Abstract
Background Postpartum hemorrhage remains one of the largest causes of maternal morbidity and mortality in the United States.
Objective To utilize machine learning techniques to identify patients at risk for postpartum hemorrhage at obstetric delivery.
Study Design Women aged 18 to 55 delivering at a major academic center from July 2013 to October 2018 were included for analysis (n = 30,867). A total of 497 variables were collected from the electronic medical record including demographic information, obstetric, medical, surgical, and family history, vital signs, laboratory results, labor medication exposures, and delivery outcomes. Postpartum hemorrhage was defined as a blood loss of 1000 mL at the time of delivery, regardless of delivery method, with 2179 positive cases observed (7.06%).
Supervised learning with regression-, tree-, and kernel-based machine learning methods was used to create classification models based upon training (n = 21,606) and validation (n = 4,630) cohorts. Models were tuned using feature selection algorithms and domain knowledge. An independent test cohort (n = 4,631) determined final performance by assessing for accuracy, area under the receiver operating curve (AUC), and sensitivity for proper classification of postpartum hemorrhage. Separate models were created using all collected data versus limited to data available prior to the second stage of labor/at the time of decision to proceed with cesarean delivery. Additional models examined patients by mode of delivery.

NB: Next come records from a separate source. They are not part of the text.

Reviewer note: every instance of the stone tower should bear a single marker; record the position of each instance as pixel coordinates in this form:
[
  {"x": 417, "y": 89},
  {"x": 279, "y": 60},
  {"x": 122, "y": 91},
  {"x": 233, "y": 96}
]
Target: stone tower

Results Gradient boosted decision trees achieved the best discrimination in the overall model. The model including all data mildly outperformed the second stage model (AUC 0.979, 95% CI 0.971–0.986 vs. AUC 0.955, 95% CI 0.939–0.970). Optimal model accuracy was 98.1% with a sensitivity of 0.763 for positive prediction of postpartum hemorrhage. The second stage model achieved an accuracy of 98.0% with a sensitivity of 0.737. Other selected algorithms returned ≥ models that performed with decreased discrimination. Models stratified by mode of delivery achieved good to excellent discrimination, but lacked sensitivity necessary for clinical applicability.
Conclusions Machine learning methods can be used to identify women at risk for postpartum hemorrhage who may benefit from individualized preventative measures. Models limited to data available prior to delivery perform nearly as well as those with more complete datasets, supporting their potential utility in the clinical setting. Further work is necessary to create successful models based upon mode of delivery. An unbiased approach to hemorrhage risk prediction may be superior to human risk assessment and represents an area for future research.

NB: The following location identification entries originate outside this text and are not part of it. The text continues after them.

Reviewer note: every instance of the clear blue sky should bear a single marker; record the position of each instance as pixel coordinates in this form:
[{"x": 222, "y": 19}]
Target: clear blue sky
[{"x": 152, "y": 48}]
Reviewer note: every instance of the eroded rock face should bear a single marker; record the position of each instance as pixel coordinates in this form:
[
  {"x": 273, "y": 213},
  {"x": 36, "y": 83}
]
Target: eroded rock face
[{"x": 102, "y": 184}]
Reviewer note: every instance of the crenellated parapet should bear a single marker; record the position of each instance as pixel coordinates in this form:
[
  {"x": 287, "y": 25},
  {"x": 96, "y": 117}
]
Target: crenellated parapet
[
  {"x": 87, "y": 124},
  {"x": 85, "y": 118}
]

Condensation Machine learning methods can be successfully utilized to predict nearly three-quarters of women at risk of postpartum hemorrhage when undergoing obstetric delivery.
AJOG at a Glance
Why was the study conducted?
To determine patients at risk for postpartum hemorrhage using modern machine learning techniques on a robust data set directly derived from the electronic medical record
What are the key findings?
Using 28 predictor features, the model successfully classified 73.7% of patients who ultimately had a postpartum hemorrhage using information available prior to delivery
Many previously identified risk factors for postpartum hemorrhage were not included in the final model, potentially discounting their contribution to hemorrhage risk
Models stratified by delivery method achieved good to excellent discrimination but noted lower sensitivity and need further investigation
What does this study add to what is already known?
This study represents the largest cohort directly-derived from the electronic medical record to use machine learning techniques to identify patients at risk for postpartum hemorrhage
Introduction
Postpartum hemorrhage is the leading cause of maternal mortality worldwide1. In the United States, the rate of postpartum hemorrhage continues to rise, complicating nearly 3% of deliveries2. Mothers with severe hemorrhage may require blood transfusion, hysterectomy, or intensive care unit admission with a select number of cases proving fatal. Postpartum hemorrhage that leads to blood transfusion is the leading cause of severe maternal morbidity in the United States3. Stewardship of blood resources and minimizing hemorrhage related morbidity remain ongoing efforts as blood transfusion is not without risk. By predicting patients at risk for significant blood loss, prophylactic measures may be instituted to avoid maternal morbidity and mortality.
A number of risk factors for postpartum hemorrhage have been established, including previous postpartum hemorrhage, multifetal gestation, pre-eclampsia, augmented labor, fetal macrosomia, operative vaginal delivery, and complex lacerations, as well as other factors4. Previous models for prediction of postpartum hemorrhage have been developed5,6,7, but validation of these among different populations and at different time points within the labor process has been limited. A machine learning study using administrative data provided poor discrimination for predicting need for hospital readmission due to postpartum in the first 12 weeks postpartum8. Prediction of postpartum hemorrhage remains a challenge for the obstetric provider and further work is necessary using modern modeling methods.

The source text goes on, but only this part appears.